Você acredita que essas economias locais irão prover uma forma de emprego que não será ameaçada de extinção?

Ao menos numa primeira etapa, isso é correto. Na França, atualmente, existem umas trezentas redes de intercâmbio local chamadas SEL (SAL). Desenvolveram-se quando os níveis de desemprego alcançaram os 12%, para facilitar intercâmbios de diversos tipos de produtos e serviços, desde os aluguéis à produção orgânica. Mas também é certo que em alguns lugares se trata de um movimento bastante desenvolvido, como no Sudeste da França, em Ariège, onde existe um movimento bastante importante de pessoas que, não só comercializam queijos, frutas, tortas e outros produtos de mercado comercializados a cada 15 dias, mas também serviços de serralheria, cabeleireiro, aulas de navegação a vela ou aulas de inglês. Nesse circuito, apenas são aceitas as moedas locais. E as moedas locais criam trabalho; assim, creio ser adequado fazer a distinção entre trabalho e emprego. Emprego é o que você faz para viver. Ao contrário, trabalho é algo que você pode fazer se que você quiser, se te agrada. Desde já, espero que os empregos se tornem cada vez mais obsoletos e, mesmo assim, sempre existirá um fascinante e infinito trabalho por ser feito. Na França, você encontra pessoas que oferecem aulas de violão em troca de aulas de alemão e ninguém paga em euros. O que é maravilhoso quanto à moeda local é que quando as pessoas criam sua própria moeda não precisam criá-la com base no fator da escassez e nem precisam dispor de moedas de nenhum outro lugar para poder fazer um intercâmbio com o vizinho. Outro exemplo clássico é o do Time Dollar de Edgard Kahn, que significa que, enquanto existir um acordo entre duas pessoas sobre alguma transação com uso desses time dollars, o dólar tempo, eles já criaram odinheiro no próprio processo do acordo; não existe, portanto, escassez de moeda e isso não significa que exista uma quantidade infinita dessa moeda. VOCÊ NÃO PODE ME DAR 500.000 horas de time dollars porque seria impossível da tua parte dar tantas horas… Mas não existe essa escassez artificial de dinheiro que os bancos criam permanentemente. Em vez de atirar uns contra os outros, este sistema impulsiona as pessoas a cooperarem entre si.

Você está sugerindo que a escassez não precisa ser um princípio guia de nosso sistema econômico. Mas a escassez não é fundamental à economia, em especial quando se trata de um mundo de recursos limitados?

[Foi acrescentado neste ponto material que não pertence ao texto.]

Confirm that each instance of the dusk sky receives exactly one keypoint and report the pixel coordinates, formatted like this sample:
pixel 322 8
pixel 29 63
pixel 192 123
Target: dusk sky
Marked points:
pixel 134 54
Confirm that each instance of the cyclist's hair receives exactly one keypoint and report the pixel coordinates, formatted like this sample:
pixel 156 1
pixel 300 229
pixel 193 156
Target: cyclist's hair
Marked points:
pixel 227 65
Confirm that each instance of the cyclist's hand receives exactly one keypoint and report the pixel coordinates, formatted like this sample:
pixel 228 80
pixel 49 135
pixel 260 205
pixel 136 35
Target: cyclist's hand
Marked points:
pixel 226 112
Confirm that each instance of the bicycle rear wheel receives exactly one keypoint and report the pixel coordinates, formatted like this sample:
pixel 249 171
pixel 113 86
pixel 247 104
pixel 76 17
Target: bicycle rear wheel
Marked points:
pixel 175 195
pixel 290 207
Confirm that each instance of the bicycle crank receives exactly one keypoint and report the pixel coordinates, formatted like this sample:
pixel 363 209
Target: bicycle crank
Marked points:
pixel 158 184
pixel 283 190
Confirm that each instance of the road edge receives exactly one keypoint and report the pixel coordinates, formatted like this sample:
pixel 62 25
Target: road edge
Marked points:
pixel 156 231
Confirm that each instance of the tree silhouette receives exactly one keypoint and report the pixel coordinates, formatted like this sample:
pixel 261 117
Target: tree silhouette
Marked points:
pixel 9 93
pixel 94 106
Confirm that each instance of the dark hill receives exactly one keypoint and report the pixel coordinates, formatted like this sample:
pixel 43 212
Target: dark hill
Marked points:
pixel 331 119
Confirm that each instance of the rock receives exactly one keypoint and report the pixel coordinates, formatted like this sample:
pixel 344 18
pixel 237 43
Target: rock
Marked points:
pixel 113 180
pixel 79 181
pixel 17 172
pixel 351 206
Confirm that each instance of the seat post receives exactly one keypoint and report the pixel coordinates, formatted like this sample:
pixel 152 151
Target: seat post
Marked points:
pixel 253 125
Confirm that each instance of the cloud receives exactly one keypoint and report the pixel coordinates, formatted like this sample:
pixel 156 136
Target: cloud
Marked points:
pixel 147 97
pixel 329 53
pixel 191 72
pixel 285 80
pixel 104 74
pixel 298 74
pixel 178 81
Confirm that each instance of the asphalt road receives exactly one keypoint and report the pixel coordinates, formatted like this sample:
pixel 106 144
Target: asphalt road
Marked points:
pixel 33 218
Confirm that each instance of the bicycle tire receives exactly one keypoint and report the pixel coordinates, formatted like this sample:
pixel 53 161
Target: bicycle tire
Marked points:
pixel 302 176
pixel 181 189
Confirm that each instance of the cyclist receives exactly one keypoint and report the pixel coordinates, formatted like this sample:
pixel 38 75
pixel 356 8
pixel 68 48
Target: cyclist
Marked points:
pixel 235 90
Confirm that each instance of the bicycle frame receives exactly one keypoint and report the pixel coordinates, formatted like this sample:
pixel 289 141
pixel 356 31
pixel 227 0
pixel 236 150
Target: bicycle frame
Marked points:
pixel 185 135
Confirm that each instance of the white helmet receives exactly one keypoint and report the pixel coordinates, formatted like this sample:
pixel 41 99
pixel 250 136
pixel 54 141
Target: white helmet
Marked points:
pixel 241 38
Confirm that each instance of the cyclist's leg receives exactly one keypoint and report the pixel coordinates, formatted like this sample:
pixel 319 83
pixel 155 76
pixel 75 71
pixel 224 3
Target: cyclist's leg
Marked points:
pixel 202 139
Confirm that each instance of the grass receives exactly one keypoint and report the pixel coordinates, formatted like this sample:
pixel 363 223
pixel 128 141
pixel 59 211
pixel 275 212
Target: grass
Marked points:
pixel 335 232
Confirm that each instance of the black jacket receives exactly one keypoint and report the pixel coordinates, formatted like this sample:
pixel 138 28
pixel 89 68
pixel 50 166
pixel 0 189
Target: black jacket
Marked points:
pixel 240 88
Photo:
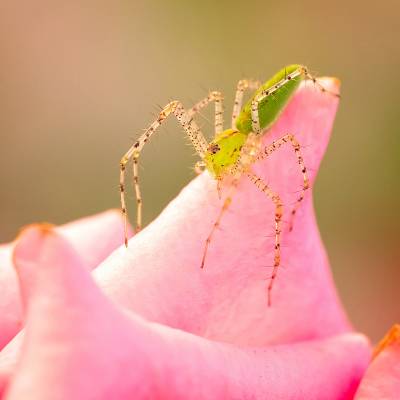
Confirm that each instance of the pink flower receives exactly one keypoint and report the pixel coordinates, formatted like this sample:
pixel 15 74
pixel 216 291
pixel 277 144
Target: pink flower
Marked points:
pixel 150 324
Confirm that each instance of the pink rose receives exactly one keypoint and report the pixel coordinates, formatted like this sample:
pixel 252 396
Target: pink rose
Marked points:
pixel 148 323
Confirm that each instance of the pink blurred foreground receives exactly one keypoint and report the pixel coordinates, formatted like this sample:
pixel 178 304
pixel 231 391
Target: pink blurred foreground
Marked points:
pixel 149 324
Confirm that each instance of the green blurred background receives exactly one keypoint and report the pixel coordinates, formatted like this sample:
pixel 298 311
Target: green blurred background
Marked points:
pixel 80 80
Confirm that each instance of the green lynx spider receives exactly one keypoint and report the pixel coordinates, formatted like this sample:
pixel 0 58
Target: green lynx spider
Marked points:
pixel 233 151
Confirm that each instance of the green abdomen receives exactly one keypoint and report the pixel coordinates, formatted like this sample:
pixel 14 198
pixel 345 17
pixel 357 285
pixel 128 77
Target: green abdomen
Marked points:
pixel 270 108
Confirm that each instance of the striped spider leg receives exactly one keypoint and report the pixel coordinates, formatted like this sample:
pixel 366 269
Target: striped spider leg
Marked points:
pixel 185 118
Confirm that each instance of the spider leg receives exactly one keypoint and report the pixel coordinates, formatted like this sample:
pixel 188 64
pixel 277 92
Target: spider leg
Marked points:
pixel 224 208
pixel 218 98
pixel 193 132
pixel 242 85
pixel 267 151
pixel 278 219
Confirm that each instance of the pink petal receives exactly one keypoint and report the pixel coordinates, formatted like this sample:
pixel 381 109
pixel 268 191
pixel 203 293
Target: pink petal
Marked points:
pixel 93 237
pixel 159 276
pixel 79 345
pixel 382 379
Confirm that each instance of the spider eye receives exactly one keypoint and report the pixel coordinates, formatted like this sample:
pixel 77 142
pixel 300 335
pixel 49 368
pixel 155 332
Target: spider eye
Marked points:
pixel 213 148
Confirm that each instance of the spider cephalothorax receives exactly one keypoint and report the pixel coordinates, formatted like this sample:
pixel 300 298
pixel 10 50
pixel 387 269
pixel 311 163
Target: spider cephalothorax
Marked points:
pixel 233 151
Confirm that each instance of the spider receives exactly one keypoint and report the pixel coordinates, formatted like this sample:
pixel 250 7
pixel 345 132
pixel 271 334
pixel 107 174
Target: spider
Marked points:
pixel 233 151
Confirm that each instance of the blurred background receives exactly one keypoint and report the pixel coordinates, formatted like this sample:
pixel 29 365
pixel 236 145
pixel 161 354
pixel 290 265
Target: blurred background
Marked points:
pixel 80 80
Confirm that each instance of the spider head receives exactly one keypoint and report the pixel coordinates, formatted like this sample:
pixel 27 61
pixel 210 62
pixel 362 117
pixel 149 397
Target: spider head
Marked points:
pixel 223 152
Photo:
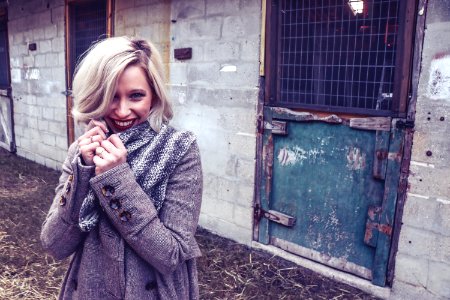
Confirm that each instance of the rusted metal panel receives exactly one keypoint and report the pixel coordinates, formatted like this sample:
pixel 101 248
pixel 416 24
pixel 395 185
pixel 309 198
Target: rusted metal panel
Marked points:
pixel 381 154
pixel 338 263
pixel 388 207
pixel 374 123
pixel 277 127
pixel 286 113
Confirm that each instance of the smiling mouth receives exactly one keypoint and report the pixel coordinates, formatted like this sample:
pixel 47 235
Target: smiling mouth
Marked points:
pixel 123 125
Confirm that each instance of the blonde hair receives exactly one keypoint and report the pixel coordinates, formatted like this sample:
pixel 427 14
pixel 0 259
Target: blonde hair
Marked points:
pixel 97 74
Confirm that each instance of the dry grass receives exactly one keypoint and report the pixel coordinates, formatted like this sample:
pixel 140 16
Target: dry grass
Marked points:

A análise dessa questão está baseada no trabalho de Carl Gustav Jung, porque ele foi o único que construiu um marco de abordagem da psicologia coletiva. E o dinheiro é um fenômeno de psicologia coletiva. O conceito chave de Jung é que o dinheiro é um campo emocional que mobiliza as pessoas individual e coletivamente em uma direção particular. Jung mostrou que todas as vezes que um arquétipo particular é reprimido, emergem dois tipos de sombras que são polaridades uma da outra. Por exemplo, se o arquétipo que corresponde ao papel de rei ou de rainha é reprimido, eu vou me comportar seja como um tirano seja como um covarde.

Essas duas sombras estão conectadas uma à outra através do medo. Assim, alguém é tirano por medo de parecer débil, enquanto o débil o é por medo de parecer tirano. Só alguém que não tenha medo dessas duas sombras pode incorporar o arquétipo do Soberano. Agora, podemos aplicar este marco também ao fenômeno, já tão bem documentado, da repressão ao arquétipo da Grande Mãe – o arquétipo da Grande Mãe foi muito importante no mundo ocidental, nos albores da pré-história, através do período pré indo-europeu e ainda o é em muitas culturas tradicionais atuais. Mas esse arquétipo tem sido violentamente reprimido no ocidente, ao menos durante 5.000 anos iniciados com as invasões indo-européias, reforçadas pela cosmovisão judáico-cristã, que é contrária à figura da deusa, e culminando com os três séculos de caças às bruxas ao longo da era vitoriana.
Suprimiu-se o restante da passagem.